Statistisch gezien klopt er niets van de doden die vallen rondom Frans, De Broeder des Doods. Zo sterven er in de periode 1974-1975 op de vijf andere afdelingen van de Lückerheidekliniek gezamenlijk in totaal 78 bejaarden. De score van De Nachtegaal is maar liefst 116.
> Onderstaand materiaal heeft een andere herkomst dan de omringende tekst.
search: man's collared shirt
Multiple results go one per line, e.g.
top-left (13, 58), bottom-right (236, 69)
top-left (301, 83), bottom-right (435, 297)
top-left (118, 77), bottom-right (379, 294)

De Spuitreus kan jarenlang zijn gang gaan, maar in augustus 1975 slaat een familie eindelijk alarm. De kinderen van de 89-jarige mevrouw Braams uit Heerlen dienen een klacht in over haar voortijdige dood. Onderzoek wijst naar Dikke Frans, ofwel De Spuitreus. Op 14 augustus wordt hij, met zijn vrouw in de auto, klemgereden door de politie en gearresteerd. Bij hem thuis treft de politie sieraden aan van overleden patiënten.
Hooijmaijers blijkt allerlei goederen van patiënten over zijn familieleden te hebben verdeeld. Zo komt de politie bij moeder Maria terecht. Daar horen de rechercheurs dat haar tweede man Ger in een kliniek in Hoensbroek verblijft. Zijn invaliditeit is mogelijk door vergiftiging veroorzaakt. Het lijkt hen de moeite waard dit eens nader te onderzoeken.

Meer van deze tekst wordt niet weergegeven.